Miaulis held up his hand.
"But it seems that many call for it," he said. "My part is done; the fleet is represented in the matter by your own promise. I will leave the generals to settle about the claim of the army."
At the end of an hour Ali and Selim again entered the tent. On the terms of the capitulation, at any rate, all were agreed. The Turks were to retain a single suit of clothes, a quilt for bedding, and a carpet for prayer, and were to be safely transported to Asia Minor, being fed on the way. All their property was to pass into the hands of the Greeks. They received the proposal in silence, and withdrew to the citadel to consult with the other officers.
Eventually, and with a very bad grace, Kolocotrones was forced to yield. Poniropoulos with two other officers, Kolocotrones with his son and another, Niketas with two officers, Miaulis with Tombazes and the Capsina, and Hypsilantes were to take joint possession of the property in Nauplia. Hypsilantes was appointed arbitrator, and was to settle the claims for the division of it in case of dispute. The town itself would be occupied jointly by Kolocotrones and Miaulis in the name of the republic.

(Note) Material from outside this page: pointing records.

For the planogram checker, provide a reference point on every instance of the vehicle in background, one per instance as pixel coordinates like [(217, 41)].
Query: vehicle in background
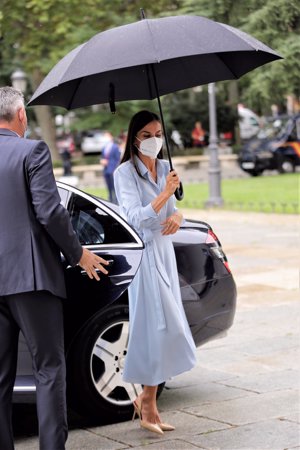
[(96, 314), (94, 141), (280, 152), (249, 123)]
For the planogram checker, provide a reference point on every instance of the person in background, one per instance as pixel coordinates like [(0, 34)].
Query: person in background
[(34, 228), (198, 135), (110, 160), (160, 341)]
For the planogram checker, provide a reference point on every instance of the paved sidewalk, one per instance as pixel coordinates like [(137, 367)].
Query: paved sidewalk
[(244, 392)]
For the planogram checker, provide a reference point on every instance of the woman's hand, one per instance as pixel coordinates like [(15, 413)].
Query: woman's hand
[(172, 223), (172, 183)]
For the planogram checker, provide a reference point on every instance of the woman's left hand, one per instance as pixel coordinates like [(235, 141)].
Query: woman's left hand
[(172, 224)]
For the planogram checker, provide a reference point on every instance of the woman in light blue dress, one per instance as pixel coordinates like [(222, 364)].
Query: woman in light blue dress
[(160, 342)]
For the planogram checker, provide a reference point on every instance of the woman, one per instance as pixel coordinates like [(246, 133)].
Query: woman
[(160, 343)]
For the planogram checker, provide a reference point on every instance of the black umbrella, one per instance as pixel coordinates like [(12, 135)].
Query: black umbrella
[(150, 58)]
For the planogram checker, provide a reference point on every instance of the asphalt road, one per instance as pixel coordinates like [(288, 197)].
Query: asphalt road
[(244, 392)]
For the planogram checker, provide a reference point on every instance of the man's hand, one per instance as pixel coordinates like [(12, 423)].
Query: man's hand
[(172, 223), (90, 262)]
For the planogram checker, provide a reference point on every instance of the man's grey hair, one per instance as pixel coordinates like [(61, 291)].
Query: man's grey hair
[(11, 100)]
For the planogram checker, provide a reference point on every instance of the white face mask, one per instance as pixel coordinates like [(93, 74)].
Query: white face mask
[(151, 146)]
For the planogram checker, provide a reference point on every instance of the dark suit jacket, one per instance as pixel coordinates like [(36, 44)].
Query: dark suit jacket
[(34, 226)]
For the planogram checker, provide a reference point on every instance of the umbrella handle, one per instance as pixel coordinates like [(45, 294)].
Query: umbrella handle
[(179, 194)]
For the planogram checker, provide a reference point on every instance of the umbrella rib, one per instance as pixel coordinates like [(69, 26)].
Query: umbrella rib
[(222, 59), (74, 92)]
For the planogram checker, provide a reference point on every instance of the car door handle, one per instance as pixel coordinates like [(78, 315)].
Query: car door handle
[(110, 263)]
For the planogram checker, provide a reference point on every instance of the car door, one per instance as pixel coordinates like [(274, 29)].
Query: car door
[(105, 233)]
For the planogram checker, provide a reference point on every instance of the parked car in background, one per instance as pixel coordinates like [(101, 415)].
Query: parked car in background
[(94, 141), (280, 152), (249, 123), (96, 313)]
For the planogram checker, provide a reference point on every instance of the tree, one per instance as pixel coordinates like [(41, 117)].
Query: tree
[(35, 34)]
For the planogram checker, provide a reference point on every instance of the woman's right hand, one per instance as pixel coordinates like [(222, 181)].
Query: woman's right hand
[(172, 183)]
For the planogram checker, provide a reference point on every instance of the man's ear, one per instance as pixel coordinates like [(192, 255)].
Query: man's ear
[(21, 114)]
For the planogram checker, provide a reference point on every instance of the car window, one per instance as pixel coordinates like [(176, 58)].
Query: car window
[(63, 196), (93, 225)]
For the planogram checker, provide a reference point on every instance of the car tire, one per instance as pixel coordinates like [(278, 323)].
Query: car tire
[(95, 366), (255, 172), (286, 165)]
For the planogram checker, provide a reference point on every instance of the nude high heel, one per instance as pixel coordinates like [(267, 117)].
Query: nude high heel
[(154, 427)]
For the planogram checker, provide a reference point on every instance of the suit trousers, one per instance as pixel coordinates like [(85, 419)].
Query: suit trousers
[(39, 315)]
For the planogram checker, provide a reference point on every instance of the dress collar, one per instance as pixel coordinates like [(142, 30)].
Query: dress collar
[(7, 132)]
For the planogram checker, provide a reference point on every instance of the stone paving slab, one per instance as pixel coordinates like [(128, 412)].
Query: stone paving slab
[(271, 435), (262, 382), (131, 434), (244, 392), (252, 408)]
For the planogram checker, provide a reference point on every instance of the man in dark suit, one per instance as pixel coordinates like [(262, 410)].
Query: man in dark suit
[(34, 228)]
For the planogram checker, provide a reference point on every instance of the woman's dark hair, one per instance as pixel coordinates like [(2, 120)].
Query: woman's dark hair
[(137, 123)]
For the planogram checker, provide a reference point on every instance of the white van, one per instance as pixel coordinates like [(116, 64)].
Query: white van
[(249, 123)]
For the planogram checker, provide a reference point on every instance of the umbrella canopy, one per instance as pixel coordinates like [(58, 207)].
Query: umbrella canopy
[(149, 58)]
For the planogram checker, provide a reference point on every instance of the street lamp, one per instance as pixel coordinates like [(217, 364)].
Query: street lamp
[(19, 80), (214, 169)]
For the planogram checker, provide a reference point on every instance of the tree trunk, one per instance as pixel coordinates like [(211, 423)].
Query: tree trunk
[(45, 119), (233, 99)]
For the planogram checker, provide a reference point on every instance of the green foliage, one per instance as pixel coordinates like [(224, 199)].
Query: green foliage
[(35, 34), (278, 193)]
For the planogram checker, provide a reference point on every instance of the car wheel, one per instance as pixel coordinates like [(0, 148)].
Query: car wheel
[(95, 368), (286, 165), (255, 172)]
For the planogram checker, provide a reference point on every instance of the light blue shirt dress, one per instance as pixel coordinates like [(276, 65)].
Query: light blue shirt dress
[(160, 341)]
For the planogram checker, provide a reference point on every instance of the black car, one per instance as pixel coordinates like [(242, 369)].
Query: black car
[(281, 152), (96, 313)]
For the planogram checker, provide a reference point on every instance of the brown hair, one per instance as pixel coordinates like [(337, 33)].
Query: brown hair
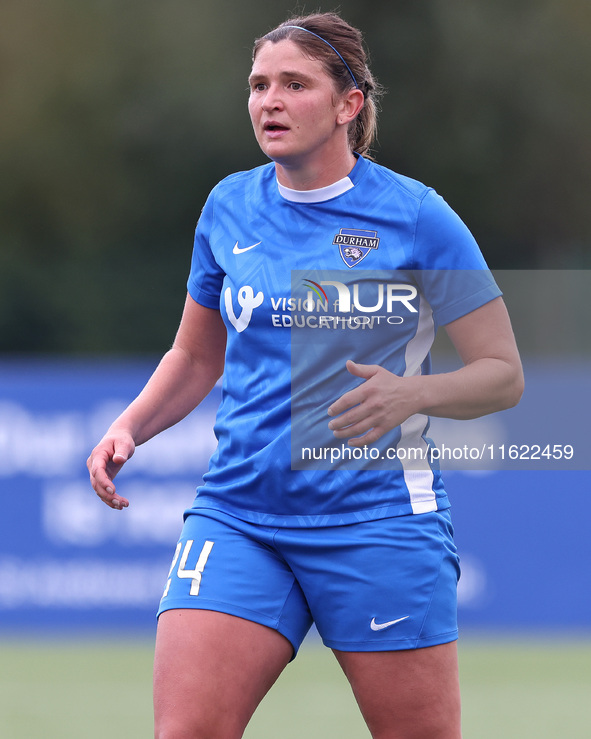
[(348, 43)]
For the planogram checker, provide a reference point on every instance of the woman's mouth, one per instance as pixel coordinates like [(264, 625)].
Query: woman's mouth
[(274, 129)]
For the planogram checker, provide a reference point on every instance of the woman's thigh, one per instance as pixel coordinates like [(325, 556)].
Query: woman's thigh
[(408, 694), (211, 670)]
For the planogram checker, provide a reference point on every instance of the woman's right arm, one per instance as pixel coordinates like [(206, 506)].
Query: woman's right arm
[(184, 377)]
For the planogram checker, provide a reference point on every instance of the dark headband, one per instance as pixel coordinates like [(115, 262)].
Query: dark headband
[(301, 28)]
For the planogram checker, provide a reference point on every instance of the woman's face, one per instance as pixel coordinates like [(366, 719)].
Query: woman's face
[(296, 113)]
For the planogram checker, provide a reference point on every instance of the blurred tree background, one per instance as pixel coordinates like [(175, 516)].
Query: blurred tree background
[(119, 116)]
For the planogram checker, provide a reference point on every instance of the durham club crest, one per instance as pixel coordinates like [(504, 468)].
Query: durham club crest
[(355, 244)]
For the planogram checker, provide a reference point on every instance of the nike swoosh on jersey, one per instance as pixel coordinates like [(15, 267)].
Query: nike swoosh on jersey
[(378, 627), (238, 250)]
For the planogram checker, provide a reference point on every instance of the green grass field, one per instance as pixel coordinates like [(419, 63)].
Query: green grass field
[(511, 690)]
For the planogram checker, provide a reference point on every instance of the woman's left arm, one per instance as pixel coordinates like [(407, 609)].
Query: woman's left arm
[(490, 380)]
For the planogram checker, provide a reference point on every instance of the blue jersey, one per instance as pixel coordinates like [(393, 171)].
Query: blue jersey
[(365, 269)]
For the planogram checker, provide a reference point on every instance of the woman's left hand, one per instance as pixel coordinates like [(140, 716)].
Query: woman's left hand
[(367, 412)]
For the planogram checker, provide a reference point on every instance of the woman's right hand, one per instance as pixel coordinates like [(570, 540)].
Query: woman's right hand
[(105, 461)]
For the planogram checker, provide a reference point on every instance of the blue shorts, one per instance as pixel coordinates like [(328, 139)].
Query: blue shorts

But no sooner were these arrangements made known than the tumult of discontent among the men rose to a head. Poniropoulos's band distrusted their commander as much as their commander distrusted Kolocotrones; Kolocotrones's men, who had taken no part in the siege, and had expected no share in the booty, hearing that their general would certainly have a finger in it and auguring ill for their own chances, fraternized with the troops of Poniropoulos, and determined to resist an arrangement which would put the whole into the hands of four or five men already fattened by the marketing with the besieged. The Mainats, discontented, yet top-heavy with pride at the action of Petrobey, and knowing that they alone were out of this disgraceful quarrel, grinned sardonically, and told the others they might as well leave too, for not a piaster would they see. Orders were issued that every man should go to his barracks. They were disobeyed. The men gathered and gathered round the gate through which the commanders would enter Nauplia, threatening to storm the place, and declaring that they would not allow the chiefs to appropriate everything. Below, in Kolocotrones's tent, sat the men who had been chosen to enter the place. They knew that their own faithlessness and avarice had raised this storm of distrust; they could not deny the justice of it; they were powerless to quell it.
Meantime in the citadel an assembly of hungry faces and hollow eyes debated the proposal of the Greeks. The terms were hard, but not preposterous, for their case was hopeless. If they refused, the Greek fleet, as they knew, could shell their walls into stone-dust; that done, they knew what to expect—pillage, massacre, and at the end a shambles. Ali and Selim alone held out. They had seen the greed in the eye of Kolocotrones, and Ali spoke.
"We may as well have the value of our money," he said. "The chiefs will again agree to sell us provisions, I doubt not, till it is exhausted. I am pretty sure our case cannot be worse. Let us surrender when the money is finished."
But the others were against him. The Greek soldiers were a mutinous crowd at the gate. It was impossible that they should allow the chiefs to sell provisions again till the treasury was empty. The troops were utterly out of hand; any moment they might storm the place. It would be another Navarin.
Then came one of those wonderful incidents which raise history to a level more romantic than the romances of a wizard. They were assembled in a room of the fort looking over the gulf, and Selim was opposite the window. He gazed out a moment vaguely, then focussed his eyes with more intentness, and rose from his seat.
"An English frigate," he said, simply.